PR Firm Drops Church Of Scientology As Client
INDIANAPOLIS (AP) _ Hill & Knowlton, the public relations giant, has quit working for the Church of Scientology because it posed a conflict with another of its clients, a top agency official said Friday.
The PR firm was also under pressure from its parent, WPP Group PLC, to drop the Scientologists, but the agency executive said that was not the determining factor in Hill & Knowlton’s decision.
WPP also owns the ad agency J. Walter Thompson, whose clients include Eli Lilly & Co., an Indianapolis-based drugmaker that has been feuding with the Scientologists over Prozac, a Lilly anti-depressant drug.
″We saw a conflict of interest with another of our clients,″ said Frank Mankiewicz, vice chairman of Hill & Knowlton.
He declined to identify the client, comment on the nature of the conflict or discuss the reasons for the timing of the decision. But he said Lilly is not one of the PR firm’s clients.
Mankiewicz said the firm began severing its ties to the Scientologists in early May and has now completed all its work for them.
He said the decision to drop the Scientologists came a few days after its parent, London-based WPP, began to pressure the firm to drop the account.
Lilly has been a Thompson client for some time. Hill & Knowlton picked up the Scientologists as clients in 1988.
The Scientologists oppose psychiatric drugs and are calling for a ban on Prozac, which they say can cause suicidal and violent behavior.

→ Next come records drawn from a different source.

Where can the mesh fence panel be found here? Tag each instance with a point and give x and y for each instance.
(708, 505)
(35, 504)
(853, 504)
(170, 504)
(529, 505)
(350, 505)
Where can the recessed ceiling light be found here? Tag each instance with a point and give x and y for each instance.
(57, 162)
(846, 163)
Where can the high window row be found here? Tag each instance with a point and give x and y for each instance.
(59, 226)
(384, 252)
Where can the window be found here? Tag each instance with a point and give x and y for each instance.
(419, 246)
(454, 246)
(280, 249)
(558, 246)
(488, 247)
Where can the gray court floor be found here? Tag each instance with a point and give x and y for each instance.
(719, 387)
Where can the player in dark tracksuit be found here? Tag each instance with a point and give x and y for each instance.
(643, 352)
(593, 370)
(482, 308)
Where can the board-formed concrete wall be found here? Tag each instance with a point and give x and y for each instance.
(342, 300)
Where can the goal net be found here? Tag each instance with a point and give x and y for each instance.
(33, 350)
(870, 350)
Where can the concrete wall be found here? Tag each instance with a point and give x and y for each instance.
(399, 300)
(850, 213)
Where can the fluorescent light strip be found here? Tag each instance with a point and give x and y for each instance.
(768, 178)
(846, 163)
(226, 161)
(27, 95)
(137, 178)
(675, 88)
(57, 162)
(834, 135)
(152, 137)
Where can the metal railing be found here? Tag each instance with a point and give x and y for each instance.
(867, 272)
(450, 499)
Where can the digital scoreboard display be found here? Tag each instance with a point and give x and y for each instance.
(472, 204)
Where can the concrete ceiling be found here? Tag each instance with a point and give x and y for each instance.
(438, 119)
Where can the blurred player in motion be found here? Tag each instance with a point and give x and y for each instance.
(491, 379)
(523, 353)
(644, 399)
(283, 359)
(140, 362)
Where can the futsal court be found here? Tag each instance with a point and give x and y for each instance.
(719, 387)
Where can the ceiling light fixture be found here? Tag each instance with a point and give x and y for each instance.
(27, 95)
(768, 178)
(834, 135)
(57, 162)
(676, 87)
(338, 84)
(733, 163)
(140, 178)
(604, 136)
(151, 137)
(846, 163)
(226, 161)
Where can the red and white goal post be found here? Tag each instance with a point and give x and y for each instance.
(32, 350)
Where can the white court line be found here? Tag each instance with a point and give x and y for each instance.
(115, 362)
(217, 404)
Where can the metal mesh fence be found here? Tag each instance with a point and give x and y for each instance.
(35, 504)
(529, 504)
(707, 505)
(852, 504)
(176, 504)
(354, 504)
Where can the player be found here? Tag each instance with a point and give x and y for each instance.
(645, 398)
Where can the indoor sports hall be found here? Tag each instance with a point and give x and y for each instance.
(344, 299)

The Lilly-Scientology battle began late last year. In August, WPP Chairman Martin Sorrell flew to Indianapolis to meet with Lilly executives.
The meeting was arranged ″to discuss the whole scenario of H&K representing the church,″ said Edward A. West, Lilly manager of corporate communications.
″We weren’t comfortable with their representing Scientology ... but we did not ask them or advise them to drop the account. It was their decision,″ West said.
Mankiewicz said Hill & Knowlton’s work for the Scientologists included helping them publicize their work to combat drug and alcohol use by teens and on behalf of taxpayer’s rights.
He said the firm had nothing to do with the anti-Prozac campaign.
Heber Jentzsch, president of the Church of Scientology, charged late Friday that WPP and Lilly worked together to ″silence the church’s public information campaign″ against Prozac.
″I’m glad to see that Ed West has admitted to the whole scenario was worked out with Eli Lilly and Martin Sorrell of WPP,″ Jentzsch said in a telephone interview.
He alleged Lilly officials called Sorrell to Indianapolis to ″read him the riot act″ concerning the Scientologists.